Resultant velocity from easterly and northerly components

[rhxoehwhfh]

The easterly and northerly components of a car’s velocity are 24 m/s and 30 m/s, respectively. In what direction and with what speed is the car moving? In other words, what is car’s velocity. Hint: this question requires input from Trigonometry for the right angle triangle.
Thus, the car was moving with the velocity of 38 m/s [E510N] (or, to the north of due east).


I have no clue with this one ... can someone please help me?..

 

[Feldoh]

Velocity is a vector and we're given the components of the velocity vector. How do we find the magnitude of a vector?

 

[rhxoehwhfh]

I don't know T.T

 

[Feldoh]

Ok, forget about velocity for a second. Say we move 24m east, then move 30m north what's the total distance we have gone? On a coordinate system say we started at (0,0) now we're at (24,30) right? How do we find the total distance?

 

[Antineutron]

what about thinking it as pathagorean theorem.
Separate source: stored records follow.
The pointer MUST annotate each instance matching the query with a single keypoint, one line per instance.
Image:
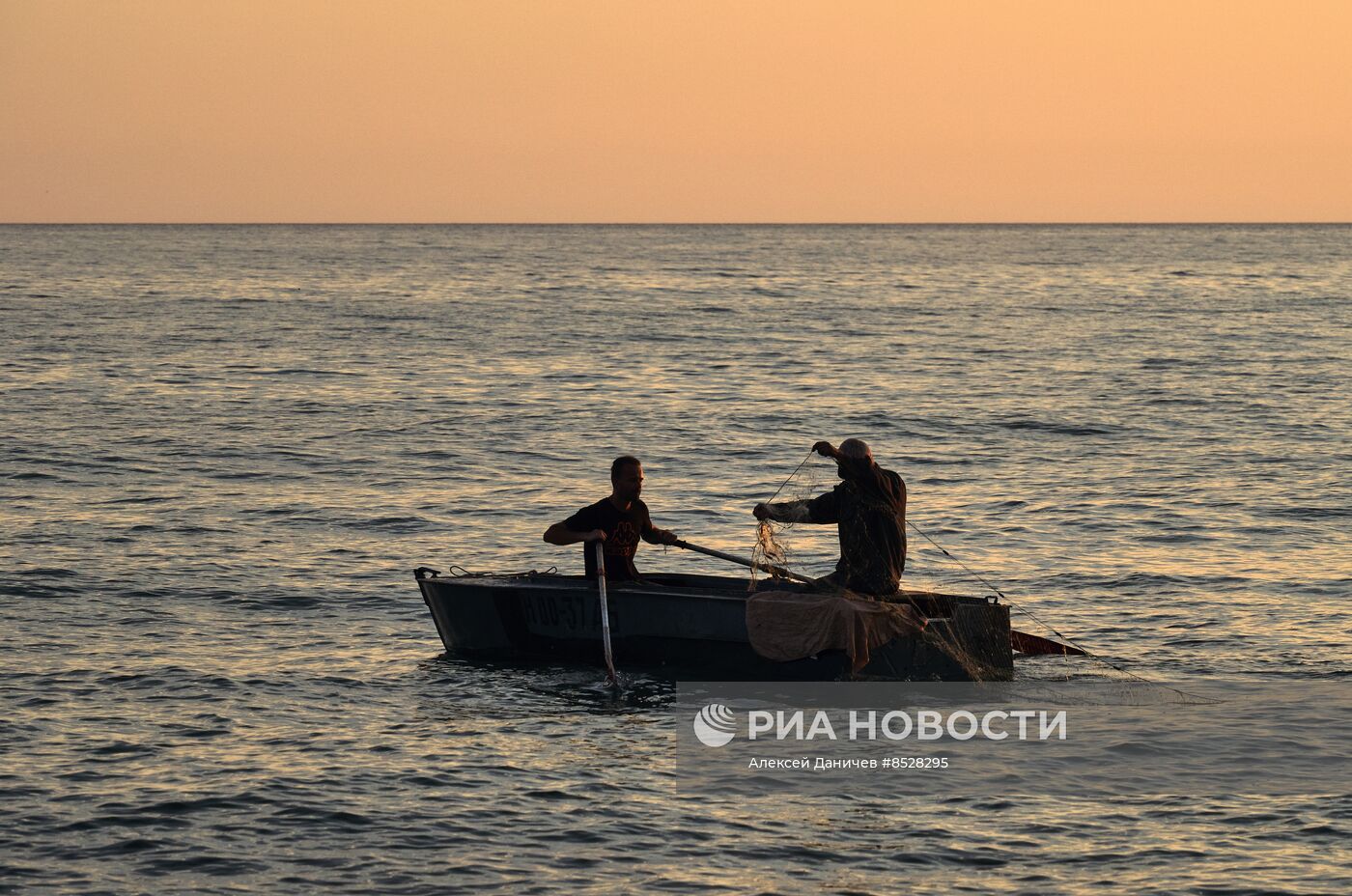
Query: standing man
(618, 520)
(869, 507)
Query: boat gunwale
(560, 581)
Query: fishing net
(793, 548)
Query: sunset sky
(675, 111)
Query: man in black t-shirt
(869, 508)
(618, 520)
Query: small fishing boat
(693, 628)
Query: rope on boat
(460, 572)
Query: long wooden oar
(605, 614)
(749, 564)
(1038, 646)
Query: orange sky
(675, 111)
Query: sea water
(225, 449)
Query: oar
(749, 564)
(1038, 646)
(605, 612)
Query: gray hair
(856, 449)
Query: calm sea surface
(225, 449)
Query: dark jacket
(869, 508)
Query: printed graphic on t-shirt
(624, 541)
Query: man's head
(626, 477)
(854, 452)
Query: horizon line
(673, 223)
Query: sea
(226, 447)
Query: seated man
(869, 507)
(618, 520)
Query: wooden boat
(693, 628)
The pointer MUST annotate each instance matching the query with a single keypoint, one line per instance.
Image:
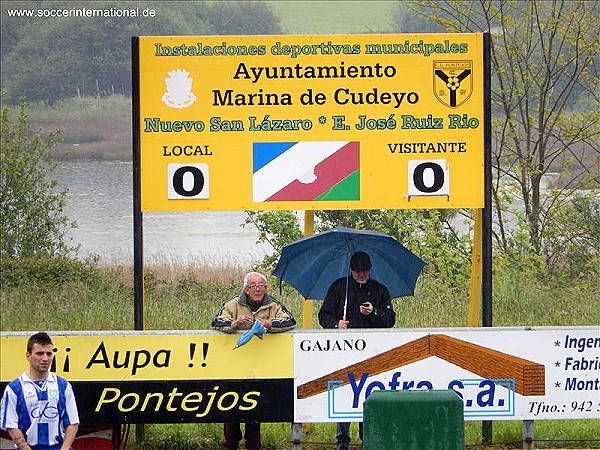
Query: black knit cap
(360, 261)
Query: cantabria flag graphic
(304, 171)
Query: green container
(413, 420)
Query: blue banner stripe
(265, 152)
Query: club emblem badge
(453, 82)
(179, 90)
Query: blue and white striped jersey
(41, 410)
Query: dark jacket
(332, 310)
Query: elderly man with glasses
(239, 313)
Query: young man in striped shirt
(38, 409)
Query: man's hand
(366, 308)
(242, 322)
(343, 324)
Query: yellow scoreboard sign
(310, 122)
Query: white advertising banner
(500, 373)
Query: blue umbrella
(257, 330)
(312, 263)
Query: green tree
(33, 219)
(546, 112)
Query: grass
(186, 297)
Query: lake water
(100, 200)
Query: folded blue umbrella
(257, 330)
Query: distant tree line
(51, 58)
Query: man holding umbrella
(356, 301)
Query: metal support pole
(296, 436)
(528, 435)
Hypotenuse?

 

[rhxoehwhfh]

Is there like a formula or something...? because its really confusing..

 

[EugP]

The magnitude of a vector is the square root of the sum of its components squared. I'm sure you're confused by now, I know I'd be, so here's a usefull formula you should remember:

\vec v = \sqrt{v_x^2 + v_y^2}

 

[Feldoh]

We can use the distance formula which (kinda what antineutron is saying) will give us the distance.

Magnitude: |\vec v| = \sqrt{v_x^2+v_y^2}

Direction: \theta = \arctan{\frac{v_y}{v_x}}

 

[rhxoehwhfh]

ok i thinkk i get it ... Thank youvery much everyone. ^^